По лестнице этой ходили до крайности редко: ступени с перилами там и сям оплетены густой паутиной. Крохотные пауки, распятые на собственных ниточках, терпеливо поджидают крохотную добычу. Хотя понятие терпения вряд ли ведомо паукам. Все равно ничему, кроме плетения паутины, они не обучены, и никакого другого образа жизни, кроме ожидания жертвы, выбрать себе не могли бы. Сплести, затаиться и ждать, а однажды умереть и засохнуть. Весь сценарий заложен в генах еще до рождения. Не в чем сомневаться, не о чем горевать или сожалеть. Никаких тебе метафизических мук и моральных метаний. Наверное. Но я-то — дело другое. Я иду к своей цели и, пускай даже в рваных чулках, спускаюсь— таки с Третьего скоростного шоссе через чертов пожарный выход, чтобы добраться до станции Сангэндзяя. Продираясь через мерзкую паутину и разглядывая завядшие фикусы на чьих-то дурацких балконах.
Глава 4
ТЭНГО
Делай как хочешь
Проснулся Тэнго от звонка. Второй час ночи. Вокруг, разумеется, царила тьма. Можно не сомневаться: звонил Комацу. Никто другой не посмел бы звонить так поздно. Да и назойливость, с которой трезвонят, покуда не снимешь трубку, свойственна только ему. Для Комацу не существует понятия времени суток. Взбрела в голову мысль, которую хочется обсудить, — тут же набирает номер, даже не взглянув на часы. Среди ночи или ни свет ни заря, на брачном ложе или у смертного одра — его собеседникам приходится снимать трубку и разговаривать с тем, о ком они сейчас думают меньше всего на свете. Прозаическая мысль о том, что он может кому— нибудь помешать, в яйцевидную голову Комацу просто не приходила.
Впрочем, стоит признать: так Комацу звонил далеко не каждому. Все-таки он пахал в крупном издательстве за неплохую зарплату. А с беспардонностью к окружающим в приличном обществе долго не протянешь. Но Тэнго был его напарником и в самых разных проектах служил Комацу чем-то вроде если не правой, то левой руки. При таких отношениях уже не ощущаешь границы, где свое, где чужое. Сам не спишь — ожидаешь того же и от партнера.

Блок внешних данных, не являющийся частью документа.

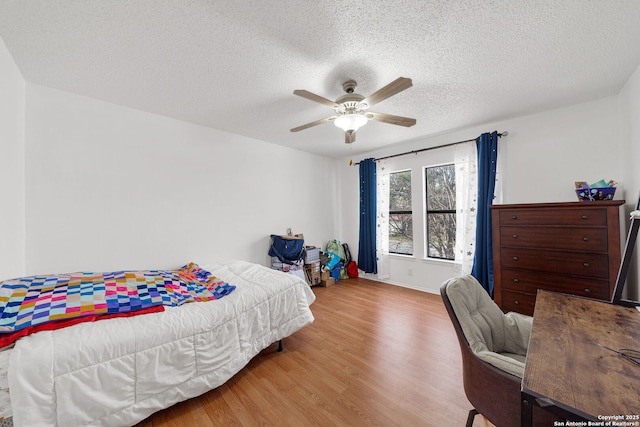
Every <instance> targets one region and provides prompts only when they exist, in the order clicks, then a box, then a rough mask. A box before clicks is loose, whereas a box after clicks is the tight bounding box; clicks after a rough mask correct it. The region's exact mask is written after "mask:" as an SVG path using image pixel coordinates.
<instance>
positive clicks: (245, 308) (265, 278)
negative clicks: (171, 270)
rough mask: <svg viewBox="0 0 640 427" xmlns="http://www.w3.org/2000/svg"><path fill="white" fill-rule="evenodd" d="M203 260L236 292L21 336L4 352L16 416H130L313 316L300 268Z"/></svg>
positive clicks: (103, 416) (210, 383)
mask: <svg viewBox="0 0 640 427" xmlns="http://www.w3.org/2000/svg"><path fill="white" fill-rule="evenodd" d="M202 267H203V268H205V269H207V270H209V271H211V272H212V273H213V274H214V275H215V276H217V277H219V278H220V279H222V280H224V281H226V282H228V283H229V284H232V285H235V286H236V290H235V291H234V292H233V293H231V294H230V295H228V296H226V297H225V298H222V299H220V300H216V301H209V302H199V303H190V304H185V305H183V306H181V307H168V308H167V309H166V310H165V311H164V312H160V313H151V314H145V315H140V316H133V317H126V318H114V319H108V320H101V321H99V322H93V323H81V324H77V325H74V326H71V327H69V328H63V329H58V330H54V331H42V332H38V333H36V334H33V335H29V336H27V337H23V338H21V339H20V340H18V341H17V342H16V343H15V347H14V348H13V349H12V350H11V351H10V352H8V353H9V354H8V359H9V370H8V385H9V389H10V393H11V406H12V411H13V421H14V424H15V425H16V426H18V427H19V426H61V427H62V426H64V427H70V426H86V425H91V426H123V425H132V424H135V423H137V422H139V421H141V420H143V419H144V418H146V417H148V416H149V415H150V414H152V413H154V412H156V411H158V410H160V409H163V408H166V407H169V406H171V405H173V404H175V403H177V402H180V401H183V400H186V399H189V398H191V397H195V396H198V395H200V394H202V393H205V392H207V391H208V390H211V389H213V388H215V387H218V386H220V385H221V384H223V383H224V382H226V381H227V380H228V379H229V378H231V377H232V376H233V375H234V374H236V373H237V372H238V371H239V370H240V369H242V368H243V367H244V366H245V365H246V364H247V363H248V362H249V361H250V360H251V359H252V358H253V357H254V356H256V355H257V354H258V353H259V352H260V351H262V350H263V349H264V348H266V347H268V346H269V345H271V344H272V343H274V342H276V341H278V340H280V339H283V338H285V337H287V336H289V335H291V334H293V333H294V332H296V331H297V330H299V329H301V328H303V327H304V326H306V325H308V324H310V323H311V322H312V321H313V315H312V313H311V311H310V309H309V305H310V304H311V303H312V302H313V301H314V300H315V296H314V294H313V292H312V291H311V289H310V288H309V286H308V285H307V284H306V282H305V281H304V280H302V279H300V278H298V277H296V276H293V275H289V274H285V273H282V272H278V271H275V270H271V269H269V268H266V267H264V266H261V265H257V264H251V263H247V262H243V261H235V262H231V263H228V264H225V265H208V266H206V265H202ZM0 387H1V385H0Z"/></svg>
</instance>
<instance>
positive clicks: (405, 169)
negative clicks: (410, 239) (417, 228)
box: [387, 168, 415, 256]
mask: <svg viewBox="0 0 640 427" xmlns="http://www.w3.org/2000/svg"><path fill="white" fill-rule="evenodd" d="M406 172H409V177H410V178H411V182H410V187H409V200H410V201H411V210H391V206H390V205H391V176H392V175H394V174H398V173H406ZM389 193H390V194H389V210H388V219H389V229H390V225H391V216H392V215H411V224H412V225H411V231H412V235H411V253H410V254H407V253H403V252H393V251H392V250H391V246H389V254H390V255H396V256H414V255H415V239H414V237H413V220H414V215H413V171H412V169H411V168H407V169H400V170H396V171H393V172H389ZM387 233H388V234H389V231H387ZM387 238H388V240H389V242H391V238H390V236H389V235H387Z"/></svg>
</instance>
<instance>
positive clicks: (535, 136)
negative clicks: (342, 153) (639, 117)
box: [340, 96, 635, 293]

Ложился Тэнго, как правило, в десять вечера, вставал в шесть утра. И если не требовали обстоятельства, режима старался не нарушать. Спал он крепко. Но если что— то будило его среди ночи, заснуть уже не мог. Есть такой бзик в его психике. О чем он рассказывал Комацу не раз и не два, буквально умоляя не будить его ночными звонками. Как молит богов крестьянин, чтоб не насылали на поле саранчу, пока не собран весь урожай. «Я понял, — всякий раз отвечал Комацу. — Больше ночью звонить не буду». Но обещания эти не пускали корней в его памяти, и каждым новым дождем их смывало оттуда бесследно.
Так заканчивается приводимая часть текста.